Lynne Kiesling
John Whitehead already mentioned our joint AERE/USAEE session at the SEA meetings last week. It turned out well, a combination of carbon offsets analysis and electricity market design experiments. Rim Baltaduonis from Gettysburg College presented two different, interesting experimental papers, one on designing rules for enabling contracts for carbon sequestration in soil (which is a tricky and difficult problem), and one on the individual and system effects in an electric power network of different retail contracts (fixed, TOU, RTP with and without real-time information). The latter paper is very interesting and has some results that I’ll definitely want to discuss here, but he’s not distributing it yet, so I’ll bide my time. The third paper was a very elegant and informative model of different aspects of carbon offsets from Heather Klemick at the EPA. The cross-pollination of the environmental/resource economists and the energy economists made for a wide-ranging and interesting discussion. Thanks to John for letting us co-sponsor a session with AERE!
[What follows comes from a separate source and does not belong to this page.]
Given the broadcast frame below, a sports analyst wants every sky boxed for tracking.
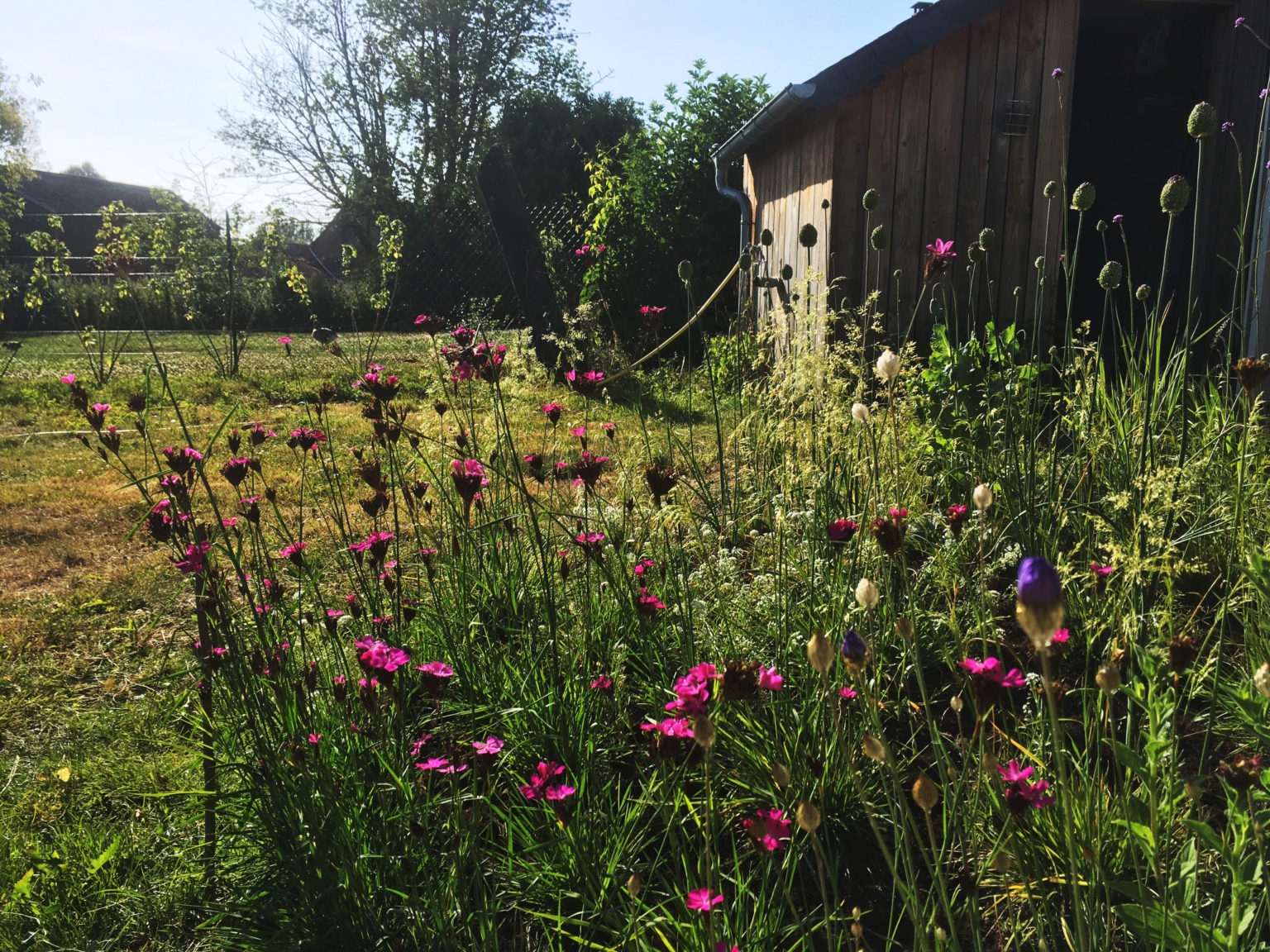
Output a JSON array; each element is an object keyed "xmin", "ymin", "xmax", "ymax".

There were several other highlights, including the panel I chaired on research funding in economics, the panel on which I presented a paper that I’ll discuss here after I revise it (the punch line across all of the papers on that panel was “one size does not fit all!”), the Institute for Humane Studies cocktail reception, and the sessions and banquet for the Society for the Development of Austrian Economics. A very enjoyable conference.